The bill replaces the ʺEd Choiceʺ and "Cleveland Scholarship" voucher programs, and replaces them with a voucher program instead based on family income, and calls it the "Parental Choice and Taxpayer Savings Scholarship Program" or ʺPACTʺ.

So it's a statewide voucher program with the amount of the voucher deducted from a studentʹs school district, with no limit on the number of PACT vouchers that can be awarded. Of course these vouchers can be used at any eligible nonpublic school.

So here we have a bill that allows unlimited amounts of money to be taken from any school district and sent directly to private institutions, effectively gutting public education for the majority of citizens students, The Governor and the Department of Education must have some thoughts on this? Gongwer

Speaker Batchelder, an architect of the Cleveland Voucher Program, said he has yet to review the final version of the measure, which won't be taken up by the full House until at least next week.

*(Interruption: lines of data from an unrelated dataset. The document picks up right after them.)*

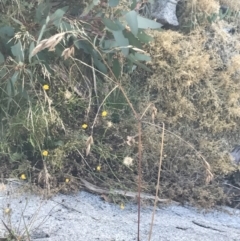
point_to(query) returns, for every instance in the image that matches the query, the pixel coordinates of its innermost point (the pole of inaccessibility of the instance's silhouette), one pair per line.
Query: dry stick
(139, 129)
(139, 172)
(158, 181)
(207, 166)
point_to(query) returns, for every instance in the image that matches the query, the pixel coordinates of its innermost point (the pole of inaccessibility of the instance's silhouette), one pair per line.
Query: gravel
(86, 217)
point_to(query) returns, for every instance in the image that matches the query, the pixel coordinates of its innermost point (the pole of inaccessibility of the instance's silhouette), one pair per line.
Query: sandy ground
(86, 217)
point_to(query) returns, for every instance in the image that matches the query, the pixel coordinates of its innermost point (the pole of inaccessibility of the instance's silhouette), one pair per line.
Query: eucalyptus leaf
(132, 39)
(112, 25)
(42, 11)
(121, 41)
(98, 63)
(143, 37)
(32, 46)
(11, 84)
(56, 17)
(18, 52)
(132, 20)
(90, 7)
(116, 68)
(113, 3)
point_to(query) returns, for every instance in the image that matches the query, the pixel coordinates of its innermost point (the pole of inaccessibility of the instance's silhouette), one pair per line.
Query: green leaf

"It's had a lot of deliberations" in committee, he said. "It's a very important bill."

Nevertheless, the speaker said he would "have to see if the administration, which is going to come forward with a new plan on primary and secondary (education), whether they're friendly, unfriendly or what."

"I have not talked with the state superintendent either at this point, so I think we have a little more work to do while it's in Rules (Committee)."

Rob Nichols, spokesman for Gov. John Kasich, said the governor strongly believes in school choice but has not taken a public stance on the measure. ODE also said it has no formal opinion.

How can a bill the effectively provides the means to privatize public education have had a "lot of deliberations" if the Governor, ODE, and State Superintendent not taken any position?

Greg Mild at Plunderbund walks through just one scenario to highlight how destructive this bill would be

If a parent in Dublin finds a private school, enrolls their child, and receives the HB136 funding, the Dublin City School district suffers a net loss of $3,757. Doesn’t sound too bad in isolation, does it? Well, keep going….

Assuming Dublin parents can find private schools to take their children, this could continue until every student has taken their private tuition money out of the Dublin pool and the entire district is privatized. Except that would be impossible because the pool of money can’t sustain the model in the legislation. Honestly, it’s just basic arithmetic at this point.

District funds remaining: $12,089,366
[Divided by] private tuition voucher: $4,626
[Equals] Number of vouchers available for funding: 2,613
Number of total students in Dublin City Schools: 13,910
So, after student number 2,613 has taken their tax money and run, I’m left with two questions for the “financial experts” down at the Statehouse:

Who pays for number 2,614?
Who funds the remaining 11,000+ students?

As Greg notes, HB136 would destroy a public school that is graded excellent with distinction and leave over 10,000 students out in the cold.